Additionally, there will be a push to enable interoperable ICT on common and open platforms in order to create cross-government standards based on application programming interfaces.
Maude also announced that the government intends to see through its commitment to open up the market for contracts in the public sector to small firms.
"We will end the oligopoly of big business supplying government IT by breaking down contracts into smaller, more flexible projects. This will open up the market to SMEs and new providers," he said.
The government will publish a toolkit for those who procure ICT systems to help evaluate the use of open source software and develop civil servants with IT-related skills.
John Higgins, director general of Intellect, welcomed the proposals, arguing that the government owed it to the public to make better and more efficient use of ICT.
"UK taxpayers should expect the best from their public services, and this strategy provides a clear direction for how technology can help deliver better services for less," he said.
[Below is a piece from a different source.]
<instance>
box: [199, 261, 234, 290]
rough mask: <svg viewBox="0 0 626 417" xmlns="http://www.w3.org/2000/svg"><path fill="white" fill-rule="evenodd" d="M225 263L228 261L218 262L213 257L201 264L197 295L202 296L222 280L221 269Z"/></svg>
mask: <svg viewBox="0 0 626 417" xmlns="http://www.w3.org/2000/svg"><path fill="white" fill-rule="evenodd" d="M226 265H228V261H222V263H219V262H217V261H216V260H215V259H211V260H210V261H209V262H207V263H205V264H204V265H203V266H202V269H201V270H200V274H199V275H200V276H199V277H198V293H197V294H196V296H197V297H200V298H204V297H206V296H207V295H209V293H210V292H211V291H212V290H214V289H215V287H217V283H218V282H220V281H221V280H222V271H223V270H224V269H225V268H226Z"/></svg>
"By adopting innovative approaches and opening up opportunities to SMEs, social enterprises, charities and other new providers, we will see a dynamic supplier ecosystem and greater benefits to the taxpayer."
Martyn Hart, chairman of the National Outsourcing Association, welcomed the government's plans to level the playing field for government IT contracts.
"It's worth noting, however, that contracts with big-name suppliers are not necessarily a bad thing. Many established names have a solid, established infrastructure which allows them to deliver projects in a timely, efficient manner," he said.
"However, by pledging to free policy makers from the multi-billion pound contracts they have been tied to, and creating a ‘presumption against' IT contracts in excess of £100m, the government is ensuring that public sector procurement for IT is more cost-effective and competitive, which is good news for the outsourcing industry and the public sector as a whole."
Elwyn Jones, vice president of public sector at government outsourcer Mastek, also welcomed the plans.
"I welcome today's announcement as another important step in the right direction to give SMEs the opportunity to directly contribute towards the cost challenge facing government today," he said.
"Every measure that reduces the cost and/or simplifies the process of government procurement improves the opportunity for SMEs to directly showcase the innovation, agility and cost savings that they can bring."
The government was criticised over the way it procures and uses technology during several public affairs committee hearings examining the use of ICT within government.